Examples have been unearthed in Italy and in Germany, including one intact instrument made of clay which dates at least to 1450, as it was found buried beneath the foundation of a house built at that time.



The early history of the instrument is not well known, but the oldest known illustration of one in a reference work is in Musica Getutscht (1511), by Sebastian Virdung. A skeletal figure is seen holding one in a Danse Macabre illustration dated to 1485.

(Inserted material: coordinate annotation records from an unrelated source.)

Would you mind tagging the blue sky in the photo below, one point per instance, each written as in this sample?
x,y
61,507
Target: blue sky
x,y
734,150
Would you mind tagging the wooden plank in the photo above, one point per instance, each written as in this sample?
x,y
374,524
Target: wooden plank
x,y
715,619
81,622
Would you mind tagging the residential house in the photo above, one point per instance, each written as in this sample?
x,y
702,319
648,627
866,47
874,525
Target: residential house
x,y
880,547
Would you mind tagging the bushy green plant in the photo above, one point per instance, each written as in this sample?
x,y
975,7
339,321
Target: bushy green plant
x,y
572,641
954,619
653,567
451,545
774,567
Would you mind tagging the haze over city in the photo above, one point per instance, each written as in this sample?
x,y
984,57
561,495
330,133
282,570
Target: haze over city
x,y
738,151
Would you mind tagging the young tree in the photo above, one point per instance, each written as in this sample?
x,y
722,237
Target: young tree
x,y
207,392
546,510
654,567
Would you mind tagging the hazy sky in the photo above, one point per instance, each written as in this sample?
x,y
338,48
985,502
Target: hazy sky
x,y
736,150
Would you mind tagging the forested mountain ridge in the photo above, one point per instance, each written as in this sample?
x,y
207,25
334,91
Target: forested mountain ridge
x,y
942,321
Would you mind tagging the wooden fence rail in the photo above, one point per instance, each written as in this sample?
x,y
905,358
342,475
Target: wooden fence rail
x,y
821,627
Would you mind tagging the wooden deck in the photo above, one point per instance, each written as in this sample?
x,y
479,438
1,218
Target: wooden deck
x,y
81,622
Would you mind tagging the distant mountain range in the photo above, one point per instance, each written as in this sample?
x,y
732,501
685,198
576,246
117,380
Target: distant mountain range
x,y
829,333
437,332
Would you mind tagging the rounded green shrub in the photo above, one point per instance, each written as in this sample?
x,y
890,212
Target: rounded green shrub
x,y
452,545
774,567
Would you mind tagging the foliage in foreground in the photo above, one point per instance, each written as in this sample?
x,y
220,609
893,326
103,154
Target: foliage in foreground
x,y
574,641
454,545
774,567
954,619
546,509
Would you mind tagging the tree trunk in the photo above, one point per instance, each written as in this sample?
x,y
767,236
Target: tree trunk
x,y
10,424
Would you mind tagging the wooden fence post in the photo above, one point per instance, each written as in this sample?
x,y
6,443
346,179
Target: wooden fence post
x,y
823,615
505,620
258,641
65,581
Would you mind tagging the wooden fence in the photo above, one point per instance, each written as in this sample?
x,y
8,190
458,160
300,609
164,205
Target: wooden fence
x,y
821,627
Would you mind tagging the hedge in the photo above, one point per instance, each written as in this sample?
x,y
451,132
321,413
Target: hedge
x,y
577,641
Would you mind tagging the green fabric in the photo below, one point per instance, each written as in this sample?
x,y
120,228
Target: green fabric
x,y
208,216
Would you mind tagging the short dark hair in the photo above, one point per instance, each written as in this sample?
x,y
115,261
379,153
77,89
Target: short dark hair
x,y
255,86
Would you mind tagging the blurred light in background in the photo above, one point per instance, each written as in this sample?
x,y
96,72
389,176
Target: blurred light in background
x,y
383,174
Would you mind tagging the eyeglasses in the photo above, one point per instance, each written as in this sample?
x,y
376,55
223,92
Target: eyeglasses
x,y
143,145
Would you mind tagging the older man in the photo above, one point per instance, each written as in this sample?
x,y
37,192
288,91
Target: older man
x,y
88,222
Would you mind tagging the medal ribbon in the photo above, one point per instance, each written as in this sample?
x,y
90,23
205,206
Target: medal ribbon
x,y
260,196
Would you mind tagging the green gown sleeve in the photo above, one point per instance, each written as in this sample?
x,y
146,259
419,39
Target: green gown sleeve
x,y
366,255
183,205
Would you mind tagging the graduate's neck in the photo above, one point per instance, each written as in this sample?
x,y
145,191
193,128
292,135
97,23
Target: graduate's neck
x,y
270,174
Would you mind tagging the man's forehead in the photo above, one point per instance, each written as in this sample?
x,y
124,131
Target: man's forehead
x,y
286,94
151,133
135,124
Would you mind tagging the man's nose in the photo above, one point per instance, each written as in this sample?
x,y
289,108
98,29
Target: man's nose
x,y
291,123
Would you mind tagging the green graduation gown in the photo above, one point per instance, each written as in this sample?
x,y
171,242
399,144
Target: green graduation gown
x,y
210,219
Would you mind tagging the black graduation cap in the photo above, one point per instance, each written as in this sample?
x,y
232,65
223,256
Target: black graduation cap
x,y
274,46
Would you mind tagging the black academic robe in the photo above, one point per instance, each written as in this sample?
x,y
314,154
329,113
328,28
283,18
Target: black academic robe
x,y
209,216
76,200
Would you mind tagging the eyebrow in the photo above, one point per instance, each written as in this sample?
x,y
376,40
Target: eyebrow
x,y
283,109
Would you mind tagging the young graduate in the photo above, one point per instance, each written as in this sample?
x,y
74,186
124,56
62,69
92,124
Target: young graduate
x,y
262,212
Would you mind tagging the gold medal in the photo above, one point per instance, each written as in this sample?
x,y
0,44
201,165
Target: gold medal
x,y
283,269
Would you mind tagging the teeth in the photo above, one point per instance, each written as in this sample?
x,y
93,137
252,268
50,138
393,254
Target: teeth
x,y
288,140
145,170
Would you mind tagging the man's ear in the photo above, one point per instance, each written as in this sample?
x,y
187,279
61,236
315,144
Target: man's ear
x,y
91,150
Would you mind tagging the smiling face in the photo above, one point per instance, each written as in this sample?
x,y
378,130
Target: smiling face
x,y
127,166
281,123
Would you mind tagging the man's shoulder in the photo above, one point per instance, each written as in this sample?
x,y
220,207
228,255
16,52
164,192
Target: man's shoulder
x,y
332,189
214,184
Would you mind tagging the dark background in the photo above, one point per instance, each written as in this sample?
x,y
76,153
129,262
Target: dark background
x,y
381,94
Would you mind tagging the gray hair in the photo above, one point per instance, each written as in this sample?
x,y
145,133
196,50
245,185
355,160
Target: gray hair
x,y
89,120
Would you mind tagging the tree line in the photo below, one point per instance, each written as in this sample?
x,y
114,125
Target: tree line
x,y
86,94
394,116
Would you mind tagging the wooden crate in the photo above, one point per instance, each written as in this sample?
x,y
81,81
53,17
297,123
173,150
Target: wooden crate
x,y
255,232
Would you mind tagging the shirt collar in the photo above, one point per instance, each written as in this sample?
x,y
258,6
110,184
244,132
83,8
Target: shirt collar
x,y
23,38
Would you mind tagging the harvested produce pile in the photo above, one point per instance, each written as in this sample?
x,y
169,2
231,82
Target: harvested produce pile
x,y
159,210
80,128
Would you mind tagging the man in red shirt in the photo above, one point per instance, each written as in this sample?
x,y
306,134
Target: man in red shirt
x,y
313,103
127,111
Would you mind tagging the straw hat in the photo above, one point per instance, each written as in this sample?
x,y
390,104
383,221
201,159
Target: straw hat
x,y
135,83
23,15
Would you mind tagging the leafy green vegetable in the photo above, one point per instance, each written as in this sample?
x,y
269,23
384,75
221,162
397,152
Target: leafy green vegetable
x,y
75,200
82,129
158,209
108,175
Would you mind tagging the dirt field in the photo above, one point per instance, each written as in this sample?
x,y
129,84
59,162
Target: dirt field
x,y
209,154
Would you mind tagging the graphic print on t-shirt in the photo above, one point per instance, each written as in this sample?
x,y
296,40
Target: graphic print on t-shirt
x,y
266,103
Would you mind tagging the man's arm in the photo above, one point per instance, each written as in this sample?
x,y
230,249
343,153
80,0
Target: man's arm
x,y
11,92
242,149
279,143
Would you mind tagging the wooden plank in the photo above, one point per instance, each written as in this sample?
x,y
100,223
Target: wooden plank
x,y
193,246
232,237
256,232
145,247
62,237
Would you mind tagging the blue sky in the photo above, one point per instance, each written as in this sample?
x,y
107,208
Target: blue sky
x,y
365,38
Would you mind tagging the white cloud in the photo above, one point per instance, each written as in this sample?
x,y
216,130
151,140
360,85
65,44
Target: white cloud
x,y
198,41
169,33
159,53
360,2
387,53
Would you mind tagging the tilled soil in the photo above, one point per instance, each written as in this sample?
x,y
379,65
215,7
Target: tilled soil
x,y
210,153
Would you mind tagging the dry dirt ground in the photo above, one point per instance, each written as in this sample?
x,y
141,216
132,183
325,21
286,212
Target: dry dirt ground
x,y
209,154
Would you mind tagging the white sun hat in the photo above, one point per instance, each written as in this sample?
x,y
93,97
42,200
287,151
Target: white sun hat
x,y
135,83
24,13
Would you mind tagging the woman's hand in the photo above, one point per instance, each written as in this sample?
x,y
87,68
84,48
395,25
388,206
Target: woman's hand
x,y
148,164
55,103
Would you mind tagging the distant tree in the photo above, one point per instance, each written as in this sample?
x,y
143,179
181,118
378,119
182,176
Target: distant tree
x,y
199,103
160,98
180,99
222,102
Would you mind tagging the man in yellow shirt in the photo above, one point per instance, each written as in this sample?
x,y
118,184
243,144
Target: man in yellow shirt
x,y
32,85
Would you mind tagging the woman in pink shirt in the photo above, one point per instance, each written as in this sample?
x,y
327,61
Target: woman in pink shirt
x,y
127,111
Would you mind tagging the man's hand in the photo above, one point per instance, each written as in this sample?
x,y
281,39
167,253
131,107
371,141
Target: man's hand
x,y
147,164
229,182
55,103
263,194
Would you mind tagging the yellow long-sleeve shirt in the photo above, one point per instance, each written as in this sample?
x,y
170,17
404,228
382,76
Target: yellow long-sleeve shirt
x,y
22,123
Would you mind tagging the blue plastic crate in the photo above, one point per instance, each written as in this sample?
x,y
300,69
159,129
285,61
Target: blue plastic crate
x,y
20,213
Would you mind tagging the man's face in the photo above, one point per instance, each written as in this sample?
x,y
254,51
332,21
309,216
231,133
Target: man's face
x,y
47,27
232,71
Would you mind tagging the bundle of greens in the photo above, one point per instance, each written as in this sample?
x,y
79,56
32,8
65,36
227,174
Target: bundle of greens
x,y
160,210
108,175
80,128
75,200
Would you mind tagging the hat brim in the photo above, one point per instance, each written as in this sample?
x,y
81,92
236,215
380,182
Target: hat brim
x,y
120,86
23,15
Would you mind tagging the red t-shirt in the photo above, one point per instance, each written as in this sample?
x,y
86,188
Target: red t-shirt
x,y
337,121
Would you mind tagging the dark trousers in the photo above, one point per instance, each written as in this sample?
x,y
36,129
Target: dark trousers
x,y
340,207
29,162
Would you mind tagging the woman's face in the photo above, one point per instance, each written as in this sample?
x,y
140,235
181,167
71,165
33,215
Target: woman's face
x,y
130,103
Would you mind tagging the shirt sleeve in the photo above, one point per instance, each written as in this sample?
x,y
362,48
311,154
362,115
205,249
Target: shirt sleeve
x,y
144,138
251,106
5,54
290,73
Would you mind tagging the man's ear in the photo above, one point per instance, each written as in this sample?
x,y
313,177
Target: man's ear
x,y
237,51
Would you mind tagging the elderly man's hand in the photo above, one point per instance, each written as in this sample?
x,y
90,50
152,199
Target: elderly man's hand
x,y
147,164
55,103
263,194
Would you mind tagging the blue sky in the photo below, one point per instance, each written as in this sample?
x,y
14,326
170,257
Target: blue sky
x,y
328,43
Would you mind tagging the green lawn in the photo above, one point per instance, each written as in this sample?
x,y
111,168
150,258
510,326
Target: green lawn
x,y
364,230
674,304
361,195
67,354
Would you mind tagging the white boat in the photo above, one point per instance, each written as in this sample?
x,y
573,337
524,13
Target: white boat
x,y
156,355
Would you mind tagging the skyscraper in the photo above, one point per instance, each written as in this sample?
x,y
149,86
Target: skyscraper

There is also mention of this instrument in The Complaynt of Scotlande as "ane gatehorn"(goat horn). Volume 2 of Praetorius's De Organographica, from the early 1600's, provides detailed construction plates and diagrams for the gemshorn. They were primarily a pastoral instrument and were not widely known after the mid-to-late 1500s. With resurgent interest in early music in the 19th and 20th centuries, they have received new attention. Horace Fitzpatrick developed a form of gemshorn which adopted the fingering method of recorders and produced them in consort families, which have proven very popular since the 1960's.

Modern gemshorns are often made of the horns of domesticated cattle, because they are readily available, and their use prevents endangering wild species. The hollow horn has tone holes down the front, like a recorder or clarinet. The pointed end of the horn is left intact, and serves as the bottom of the instrument. A fipple plug, usually of wood, is fitted into the wide end of the instrument, with a recorder type voicing window on the front of the horn, for tone production.

On more advanced models, there is a "tuning ring." This is a metal band or ring, placed between the voicing window and the top tone hole. A hole is drilled through this ring and the horn beneath. When the ring is turned with the fingers the hole is partially blocked. This lowers the flute's keynote by up to about 1 major tone. Partial wax closure of the dorsal (rear) thumb hole will accomplish the same keynote tuning.

The sound of the gemshorn is like that of other flutes, but with an ocarina-like lack of harmonic overtones.

There is a gemshorn organ stop, modeled after this instrument. Its pipes are conical, with the wind going in at the wide end, as in the actual gemshorn.